Эта последняя возможность была достаточна близка, по его мнению, к предположению, что убийцы могли быть Храмовыми Лоялистами… или даже прямыми агентами Церкви. Судя по печальному проблеску в глазах Каменной Наковальни, командующий армией уловил его намёк.
— Единственное, что поражает меня в этом с точки зрения Кайлеба, — продолжил Тартарян, — это то, как невероятно глупо это было бы. Заметь, люди совершают глупые поступки, особенно когда в деле замешано достаточно ненависти, а Бог свидетель, Кайлеб и князь ненавидели друг друга.
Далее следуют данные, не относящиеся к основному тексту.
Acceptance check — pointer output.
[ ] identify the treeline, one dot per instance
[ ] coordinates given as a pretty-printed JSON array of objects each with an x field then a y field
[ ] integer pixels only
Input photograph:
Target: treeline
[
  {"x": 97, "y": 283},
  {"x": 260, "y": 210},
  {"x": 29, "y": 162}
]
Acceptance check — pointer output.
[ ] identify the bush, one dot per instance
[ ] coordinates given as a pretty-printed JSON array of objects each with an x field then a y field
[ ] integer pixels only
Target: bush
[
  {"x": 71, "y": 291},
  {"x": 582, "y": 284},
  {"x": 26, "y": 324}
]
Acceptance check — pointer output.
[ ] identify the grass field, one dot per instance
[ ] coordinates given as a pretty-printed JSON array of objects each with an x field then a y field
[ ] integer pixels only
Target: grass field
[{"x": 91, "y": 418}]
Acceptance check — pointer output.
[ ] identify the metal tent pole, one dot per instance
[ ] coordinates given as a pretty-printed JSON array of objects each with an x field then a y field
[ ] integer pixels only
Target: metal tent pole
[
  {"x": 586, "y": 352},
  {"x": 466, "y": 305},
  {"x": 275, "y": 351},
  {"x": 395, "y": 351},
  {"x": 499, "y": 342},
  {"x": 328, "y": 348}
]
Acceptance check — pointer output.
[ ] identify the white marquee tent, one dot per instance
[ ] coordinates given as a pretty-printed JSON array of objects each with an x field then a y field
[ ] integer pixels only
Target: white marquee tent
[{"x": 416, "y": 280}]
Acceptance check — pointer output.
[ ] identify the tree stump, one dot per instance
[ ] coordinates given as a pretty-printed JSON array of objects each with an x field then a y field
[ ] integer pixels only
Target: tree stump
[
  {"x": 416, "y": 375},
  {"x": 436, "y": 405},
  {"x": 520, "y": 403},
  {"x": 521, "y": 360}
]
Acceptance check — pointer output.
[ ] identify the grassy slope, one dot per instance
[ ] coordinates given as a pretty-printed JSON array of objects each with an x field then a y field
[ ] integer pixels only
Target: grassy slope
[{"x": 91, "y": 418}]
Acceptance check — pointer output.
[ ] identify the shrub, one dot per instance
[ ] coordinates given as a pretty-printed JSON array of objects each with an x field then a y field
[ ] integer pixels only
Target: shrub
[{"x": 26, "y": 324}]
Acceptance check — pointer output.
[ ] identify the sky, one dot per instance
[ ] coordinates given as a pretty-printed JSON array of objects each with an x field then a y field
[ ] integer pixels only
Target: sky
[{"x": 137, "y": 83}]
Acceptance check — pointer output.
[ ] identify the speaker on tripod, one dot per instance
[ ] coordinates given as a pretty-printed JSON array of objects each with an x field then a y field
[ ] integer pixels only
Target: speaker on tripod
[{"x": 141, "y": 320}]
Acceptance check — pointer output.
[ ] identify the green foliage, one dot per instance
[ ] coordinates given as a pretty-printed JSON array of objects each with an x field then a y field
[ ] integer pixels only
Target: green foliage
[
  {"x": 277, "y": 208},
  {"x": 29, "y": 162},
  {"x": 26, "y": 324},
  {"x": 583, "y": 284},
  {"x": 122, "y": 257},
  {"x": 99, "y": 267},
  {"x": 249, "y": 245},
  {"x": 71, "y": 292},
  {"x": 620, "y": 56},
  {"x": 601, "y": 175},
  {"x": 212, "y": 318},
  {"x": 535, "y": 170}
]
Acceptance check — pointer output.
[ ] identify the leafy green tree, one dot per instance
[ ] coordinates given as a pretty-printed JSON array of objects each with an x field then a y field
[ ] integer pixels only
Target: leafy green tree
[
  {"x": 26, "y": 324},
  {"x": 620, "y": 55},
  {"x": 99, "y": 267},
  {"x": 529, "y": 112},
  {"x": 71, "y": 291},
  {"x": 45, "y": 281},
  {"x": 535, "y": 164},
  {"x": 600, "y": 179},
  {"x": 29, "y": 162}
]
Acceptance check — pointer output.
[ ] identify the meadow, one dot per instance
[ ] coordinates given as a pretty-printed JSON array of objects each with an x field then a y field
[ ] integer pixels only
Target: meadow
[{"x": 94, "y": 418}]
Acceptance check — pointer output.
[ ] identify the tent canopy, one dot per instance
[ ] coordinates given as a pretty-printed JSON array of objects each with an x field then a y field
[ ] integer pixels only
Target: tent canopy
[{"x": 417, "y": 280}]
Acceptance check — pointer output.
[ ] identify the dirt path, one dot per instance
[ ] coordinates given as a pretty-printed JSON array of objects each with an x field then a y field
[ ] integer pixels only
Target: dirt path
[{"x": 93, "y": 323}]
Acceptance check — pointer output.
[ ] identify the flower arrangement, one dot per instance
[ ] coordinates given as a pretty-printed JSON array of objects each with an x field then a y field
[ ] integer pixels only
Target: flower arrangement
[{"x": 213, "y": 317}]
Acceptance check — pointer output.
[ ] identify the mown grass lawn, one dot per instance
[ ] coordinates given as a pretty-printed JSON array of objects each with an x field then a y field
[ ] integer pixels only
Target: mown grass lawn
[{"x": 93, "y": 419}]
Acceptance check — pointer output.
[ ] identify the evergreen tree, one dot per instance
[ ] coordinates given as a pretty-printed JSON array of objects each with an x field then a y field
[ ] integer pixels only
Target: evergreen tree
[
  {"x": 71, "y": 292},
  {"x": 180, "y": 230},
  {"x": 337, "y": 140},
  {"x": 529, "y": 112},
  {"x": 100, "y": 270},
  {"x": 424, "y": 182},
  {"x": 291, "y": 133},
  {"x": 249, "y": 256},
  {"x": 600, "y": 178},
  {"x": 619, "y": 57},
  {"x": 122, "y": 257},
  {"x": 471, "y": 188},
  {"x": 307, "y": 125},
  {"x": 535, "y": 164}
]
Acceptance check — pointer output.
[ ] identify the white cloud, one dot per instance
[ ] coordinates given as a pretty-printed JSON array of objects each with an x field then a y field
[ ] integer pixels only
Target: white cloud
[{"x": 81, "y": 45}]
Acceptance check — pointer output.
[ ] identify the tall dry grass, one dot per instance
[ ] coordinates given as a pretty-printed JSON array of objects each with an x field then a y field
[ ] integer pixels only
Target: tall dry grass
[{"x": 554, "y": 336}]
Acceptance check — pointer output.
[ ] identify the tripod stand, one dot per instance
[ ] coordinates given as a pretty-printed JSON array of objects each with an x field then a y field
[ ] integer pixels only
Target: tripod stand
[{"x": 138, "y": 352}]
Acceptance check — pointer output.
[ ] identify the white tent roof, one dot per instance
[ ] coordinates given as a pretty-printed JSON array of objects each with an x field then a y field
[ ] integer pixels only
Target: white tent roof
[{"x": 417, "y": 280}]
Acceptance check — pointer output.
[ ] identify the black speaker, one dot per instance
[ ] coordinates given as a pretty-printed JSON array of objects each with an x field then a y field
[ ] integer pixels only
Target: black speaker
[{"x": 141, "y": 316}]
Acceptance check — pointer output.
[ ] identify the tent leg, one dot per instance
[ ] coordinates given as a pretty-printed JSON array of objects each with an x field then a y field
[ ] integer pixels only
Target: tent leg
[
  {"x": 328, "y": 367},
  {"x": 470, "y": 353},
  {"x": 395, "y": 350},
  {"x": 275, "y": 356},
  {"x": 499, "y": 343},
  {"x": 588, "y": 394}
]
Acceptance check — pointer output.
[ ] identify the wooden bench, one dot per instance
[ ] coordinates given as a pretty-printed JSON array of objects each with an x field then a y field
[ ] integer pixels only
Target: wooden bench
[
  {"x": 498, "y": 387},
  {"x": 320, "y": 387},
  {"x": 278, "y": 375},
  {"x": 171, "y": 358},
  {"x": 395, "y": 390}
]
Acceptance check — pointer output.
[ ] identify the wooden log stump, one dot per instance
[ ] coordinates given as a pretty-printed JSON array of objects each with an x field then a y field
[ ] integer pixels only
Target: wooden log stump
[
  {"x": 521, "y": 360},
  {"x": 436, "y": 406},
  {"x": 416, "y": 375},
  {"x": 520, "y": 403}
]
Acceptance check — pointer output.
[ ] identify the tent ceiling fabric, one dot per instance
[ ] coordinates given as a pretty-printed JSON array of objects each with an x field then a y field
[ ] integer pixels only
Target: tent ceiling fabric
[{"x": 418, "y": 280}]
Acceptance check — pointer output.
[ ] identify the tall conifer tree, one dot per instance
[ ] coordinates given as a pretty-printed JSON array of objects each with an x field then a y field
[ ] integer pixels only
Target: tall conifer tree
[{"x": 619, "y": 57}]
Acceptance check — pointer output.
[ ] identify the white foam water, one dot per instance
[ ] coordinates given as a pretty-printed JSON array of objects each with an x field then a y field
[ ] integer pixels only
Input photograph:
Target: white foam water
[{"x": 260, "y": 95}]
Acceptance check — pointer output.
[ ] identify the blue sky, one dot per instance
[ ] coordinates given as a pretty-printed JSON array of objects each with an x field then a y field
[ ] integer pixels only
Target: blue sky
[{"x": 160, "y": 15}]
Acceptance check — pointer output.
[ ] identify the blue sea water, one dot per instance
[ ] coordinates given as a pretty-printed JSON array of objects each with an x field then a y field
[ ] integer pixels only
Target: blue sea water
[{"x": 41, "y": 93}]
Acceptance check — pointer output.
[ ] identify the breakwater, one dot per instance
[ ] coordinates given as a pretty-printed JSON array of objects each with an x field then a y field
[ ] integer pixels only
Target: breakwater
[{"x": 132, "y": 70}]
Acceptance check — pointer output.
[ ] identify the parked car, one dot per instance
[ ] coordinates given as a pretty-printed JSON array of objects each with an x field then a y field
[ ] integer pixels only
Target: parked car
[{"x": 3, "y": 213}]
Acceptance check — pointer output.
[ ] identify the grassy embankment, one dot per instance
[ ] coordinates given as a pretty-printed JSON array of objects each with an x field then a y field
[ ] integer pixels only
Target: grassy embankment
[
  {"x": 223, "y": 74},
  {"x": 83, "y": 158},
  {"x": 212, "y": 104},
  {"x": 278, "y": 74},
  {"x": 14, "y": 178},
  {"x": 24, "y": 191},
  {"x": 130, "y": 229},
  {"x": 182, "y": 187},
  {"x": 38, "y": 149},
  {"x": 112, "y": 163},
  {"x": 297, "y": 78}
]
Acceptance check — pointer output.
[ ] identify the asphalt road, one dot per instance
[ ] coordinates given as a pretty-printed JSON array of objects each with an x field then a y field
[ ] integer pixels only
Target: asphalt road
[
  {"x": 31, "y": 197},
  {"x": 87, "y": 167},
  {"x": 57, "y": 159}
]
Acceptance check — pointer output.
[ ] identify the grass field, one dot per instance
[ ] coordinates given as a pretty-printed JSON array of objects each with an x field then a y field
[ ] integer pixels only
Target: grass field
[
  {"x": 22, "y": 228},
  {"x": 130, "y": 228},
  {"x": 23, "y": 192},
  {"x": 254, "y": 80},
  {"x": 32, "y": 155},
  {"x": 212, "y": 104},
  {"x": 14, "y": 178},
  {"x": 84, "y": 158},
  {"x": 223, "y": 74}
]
Но если это был Кайлеб, то это была первая глупость, которую он совершил, насколько я знаю. И был ли это он или нет, это не меняет того факта, что у него всё ещё есть армия и флот… а у нас нет. Мне неприятно это говорить, Ризел, но у нас нет выбора. На самом деле, с кончиной князя, у нас даже меньше выбора, чем было у него.
— Даже если это правда, что заставляет тебя думать, что остальная часть княжества прислушается нам? — с горечью спросил Каменная Наковальня.
— А к кому они ещё могут прислушаться, в данный момент? Теперь, когда Филип покинул княжество вместе с Айрис и Дейвином, ты наиболее близок к положению первого советника, из всех, кто у нас есть. Не говоря уже о том, что князь назначил тебя регентом, если с ним что-нибудь случится.
— Но он назначил меня регентом молодого Гектора. Теперь, когда он мёртв вместе с князем, мне не для кого быть регентом.
— Ещё остаётся Жоэл, — очень осторожно сказал Тартарян.
— Нет! — Ладонь Каменной Наковальни громко треснула по поверхности совещательного стола, а его измученное лицо вспыхнуло от гнева. Несмотря на блеск в его глазах, Тартарян был рад видеть эту эмоцию, и далеко не по одной причине.
— Если я не скажу тебе этого, Ризел, это сделает кто-нибудь другой, — сказал он через мгновение. — Если бы князь хоть на мгновение задумался о том, что его вместе с молодым Гектором могут убить, он бы не послал Дейвина в Дельфирак. Но он сделал это, и мы все остались разгребать последствия этого.